I am on my way to remove the sponge and put in the carbon. I just thought it would take out any unwanted debris from the tank . oops.
How long does the carbon affect the nitrates


----------



## Pasfur (Mar 29, 2008)

walkytalky said:


> yes it is the actual crushed coral.It looks like someone took a hammer and smashd alot of white shells up into pieces.
> I am on my way to remove the sponge and put in the carbon. I just thought it would take out any unwanted debris from the tank . oops.
> How long does the carbon affect the nitrates


The type of crushed coral you are describing is fine. There are some old school bags of crushed coral, more commonly used for freshwater African Cichlid tanks, that are not ideal for saltwater. But you are good.

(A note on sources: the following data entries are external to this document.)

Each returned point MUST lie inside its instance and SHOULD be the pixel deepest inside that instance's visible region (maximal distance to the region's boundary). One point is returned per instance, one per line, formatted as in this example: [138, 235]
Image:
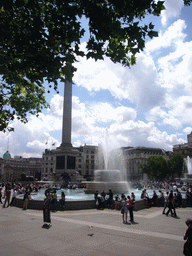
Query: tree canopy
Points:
[38, 38]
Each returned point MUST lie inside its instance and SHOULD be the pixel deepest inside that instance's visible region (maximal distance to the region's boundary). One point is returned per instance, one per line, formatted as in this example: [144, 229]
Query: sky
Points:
[149, 104]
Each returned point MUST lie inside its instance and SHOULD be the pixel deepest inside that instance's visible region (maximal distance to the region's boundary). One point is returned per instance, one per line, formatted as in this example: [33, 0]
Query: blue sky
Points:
[147, 105]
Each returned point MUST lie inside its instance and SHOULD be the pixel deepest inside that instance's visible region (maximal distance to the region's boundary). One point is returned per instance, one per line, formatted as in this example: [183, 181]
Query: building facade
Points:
[136, 156]
[184, 149]
[86, 162]
[11, 169]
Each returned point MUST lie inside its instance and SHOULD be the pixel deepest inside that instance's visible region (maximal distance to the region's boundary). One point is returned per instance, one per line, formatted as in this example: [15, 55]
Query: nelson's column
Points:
[66, 154]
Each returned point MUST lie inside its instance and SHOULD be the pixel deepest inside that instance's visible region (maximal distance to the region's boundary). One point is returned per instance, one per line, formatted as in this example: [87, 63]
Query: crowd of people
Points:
[122, 202]
[9, 191]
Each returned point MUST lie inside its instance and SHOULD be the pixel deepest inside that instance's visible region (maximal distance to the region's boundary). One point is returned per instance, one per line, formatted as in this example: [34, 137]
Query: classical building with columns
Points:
[185, 149]
[135, 156]
[11, 169]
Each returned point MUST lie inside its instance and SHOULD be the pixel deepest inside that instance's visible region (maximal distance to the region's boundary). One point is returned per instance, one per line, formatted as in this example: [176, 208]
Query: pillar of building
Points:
[67, 113]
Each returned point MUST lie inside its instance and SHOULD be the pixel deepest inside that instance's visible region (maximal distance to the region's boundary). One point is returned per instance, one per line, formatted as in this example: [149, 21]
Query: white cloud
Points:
[171, 37]
[173, 8]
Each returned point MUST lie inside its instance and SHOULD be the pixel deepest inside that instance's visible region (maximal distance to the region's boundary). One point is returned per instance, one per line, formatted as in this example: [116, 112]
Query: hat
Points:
[188, 222]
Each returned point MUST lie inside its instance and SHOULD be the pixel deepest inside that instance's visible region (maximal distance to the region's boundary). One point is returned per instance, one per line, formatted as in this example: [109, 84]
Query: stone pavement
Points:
[91, 233]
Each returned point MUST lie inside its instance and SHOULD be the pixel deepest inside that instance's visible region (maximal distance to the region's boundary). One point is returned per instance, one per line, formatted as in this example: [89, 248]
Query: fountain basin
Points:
[116, 187]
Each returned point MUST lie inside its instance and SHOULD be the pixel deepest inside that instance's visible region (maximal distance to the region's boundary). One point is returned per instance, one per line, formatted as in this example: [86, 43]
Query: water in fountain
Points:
[112, 172]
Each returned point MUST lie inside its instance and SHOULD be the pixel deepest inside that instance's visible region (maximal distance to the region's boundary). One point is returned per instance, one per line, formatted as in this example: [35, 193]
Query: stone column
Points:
[67, 112]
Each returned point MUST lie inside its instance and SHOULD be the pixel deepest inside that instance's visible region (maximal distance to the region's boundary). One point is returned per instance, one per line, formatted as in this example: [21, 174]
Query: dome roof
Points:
[7, 154]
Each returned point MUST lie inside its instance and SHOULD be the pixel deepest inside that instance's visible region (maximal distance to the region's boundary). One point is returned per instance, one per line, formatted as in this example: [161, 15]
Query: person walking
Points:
[187, 248]
[130, 204]
[171, 205]
[7, 196]
[26, 200]
[124, 210]
[166, 202]
[13, 197]
[62, 201]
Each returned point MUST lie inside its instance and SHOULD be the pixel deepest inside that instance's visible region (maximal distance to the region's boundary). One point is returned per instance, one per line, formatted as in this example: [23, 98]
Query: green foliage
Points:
[38, 38]
[176, 164]
[155, 167]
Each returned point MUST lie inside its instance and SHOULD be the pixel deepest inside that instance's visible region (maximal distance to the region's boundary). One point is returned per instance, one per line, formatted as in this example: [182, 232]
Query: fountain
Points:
[109, 177]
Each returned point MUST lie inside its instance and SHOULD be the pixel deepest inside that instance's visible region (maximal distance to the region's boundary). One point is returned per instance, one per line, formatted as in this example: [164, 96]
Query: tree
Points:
[176, 164]
[38, 38]
[155, 167]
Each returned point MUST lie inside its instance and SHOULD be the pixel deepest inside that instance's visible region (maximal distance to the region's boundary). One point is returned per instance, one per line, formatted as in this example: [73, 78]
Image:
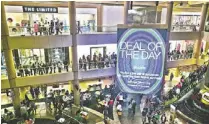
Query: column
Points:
[202, 24]
[75, 82]
[169, 23]
[126, 8]
[99, 18]
[177, 72]
[207, 78]
[46, 55]
[9, 62]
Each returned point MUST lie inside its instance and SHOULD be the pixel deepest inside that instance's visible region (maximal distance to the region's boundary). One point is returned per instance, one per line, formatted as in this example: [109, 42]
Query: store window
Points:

Carbon does not directly affect nitrates. It removes organic acids which will eventually become Nitrates. Carbon should be changed every 2 weeks, or monthly at absolute minimum.


----------



## walkytalky (Sep 24, 2008)

Thanks for your help
As you can tell I am no chemist by any means. lol  

When is the best time to check the water? Morning or night? I have read that leaving the light on for a long period of time will adjust the water. (?)

I have checked at both times and I am getting a slightly(its not going thru the roof) different reading on the Nitrates and ammonia.


----------